--
HarryRenshall - 29 Feb 2008
Week of 080303
Open Actions from last week:
Monday:
See the
weekly joint operations meeting minutes
Additional Material:
Tuesday:
elog review:
Experiment report(s):
Core services (CERN) report:
DB services (CERN) report:
Monitoring / dashboard report:
Release update:
Questions/comments from sites/experiments:
AOB: No meeting due to pre-gdb
Wednesday
elog review:
Experiment report(s):
Core services (CERN) report:
DB services (CERN) report:
Monitoring / dashboard report:
Release update:
Questions/comments from sites/experiments:
AOB: No meeting due to gdb.
Thursday
elog review: 3 new, all from LHCb. Nikhef job Q limit too short (notified), LFC failures on 4 March with no broadcast (was sent to a restricted set) and PIC FQAN mapping not looking at Voms extensions (fixed).
Experiment report(s):
ALICE: Alice is transferring to 5 sites, leaving only
RAL that as you know it is not setup for Alice and is in the plan for March. Things are therefore going fine and this is the message right now.
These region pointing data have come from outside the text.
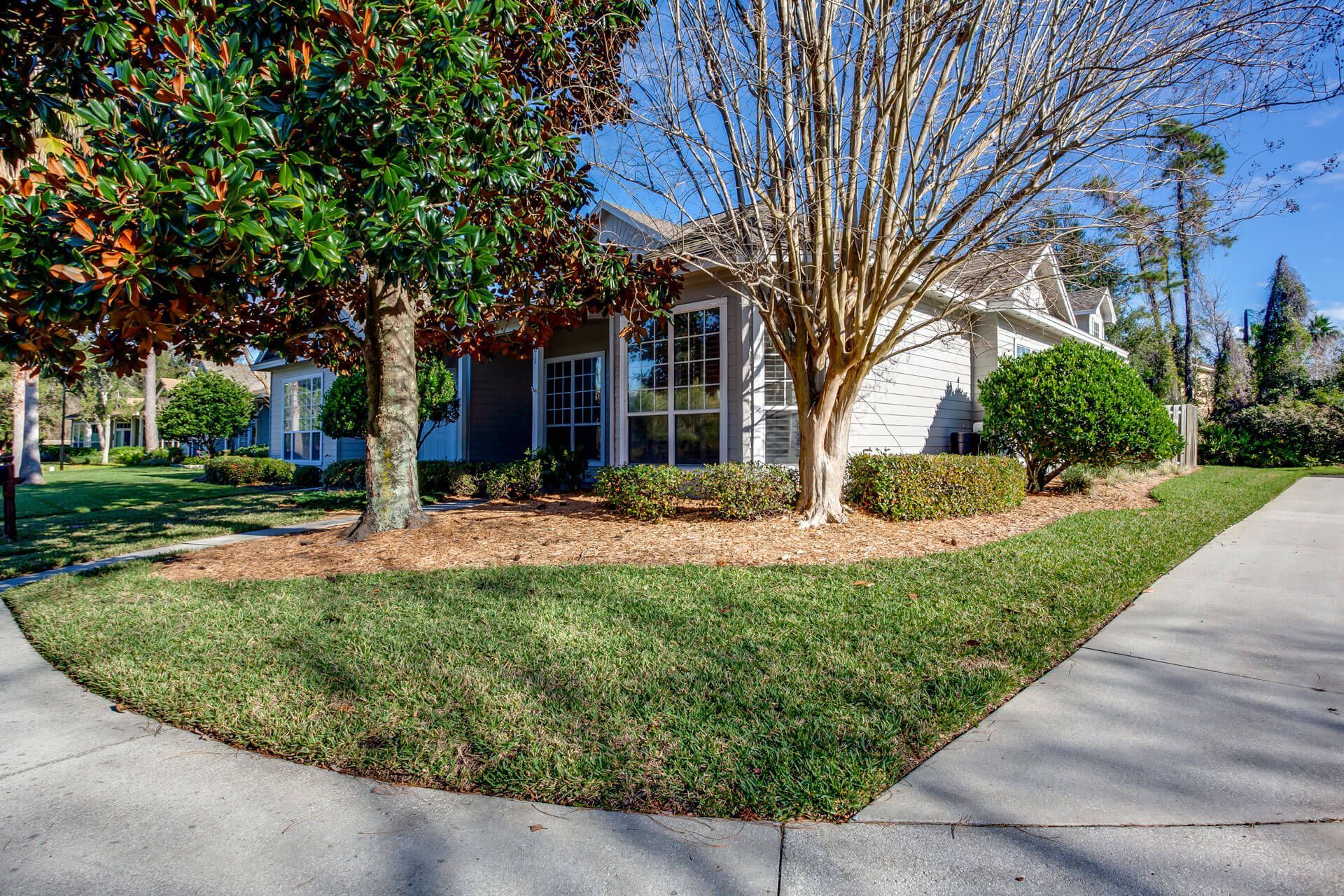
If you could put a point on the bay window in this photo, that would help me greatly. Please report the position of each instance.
(302, 437)
(675, 384)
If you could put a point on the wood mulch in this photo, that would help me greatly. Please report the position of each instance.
(577, 528)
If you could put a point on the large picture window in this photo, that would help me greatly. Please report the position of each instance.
(302, 435)
(675, 384)
(574, 405)
(781, 410)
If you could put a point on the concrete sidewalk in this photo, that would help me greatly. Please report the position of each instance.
(1195, 746)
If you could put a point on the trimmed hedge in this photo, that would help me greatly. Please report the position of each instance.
(746, 491)
(519, 480)
(252, 470)
(1284, 434)
(929, 486)
(641, 491)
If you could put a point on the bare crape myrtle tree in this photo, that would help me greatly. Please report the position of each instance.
(841, 160)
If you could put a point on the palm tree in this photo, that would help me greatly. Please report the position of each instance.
(1322, 328)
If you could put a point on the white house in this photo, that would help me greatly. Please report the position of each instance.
(706, 386)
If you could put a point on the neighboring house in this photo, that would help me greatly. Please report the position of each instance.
(706, 386)
(130, 430)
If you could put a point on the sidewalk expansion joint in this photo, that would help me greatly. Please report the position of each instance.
(1277, 822)
(1217, 672)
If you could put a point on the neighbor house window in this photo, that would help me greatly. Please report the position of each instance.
(675, 378)
(781, 410)
(574, 405)
(302, 421)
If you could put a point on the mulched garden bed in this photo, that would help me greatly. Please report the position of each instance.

ATLAS: Tomorrow M6 cosmics starts, today is cleanup day. Disks at CERN are 100% full.
CMS: They are following up on the recent
LSF failures and will be having a meeting with B.Panzer.
LHCb: Started setting up for the May phase of the ccrc notably the workflow for the stripping jobs. They are negotiating longer (in cpu) job queues at their T1 and for remaining LFC mirrors (at FZK, PIC and SARA) to be ready for May.
Core services (CERN) report:
DB services (CERN) report: Oracle critical patch upgrades (transparent to users) have been done at BNL and CNAF, TRIUMF will be today and FZK on 15 March.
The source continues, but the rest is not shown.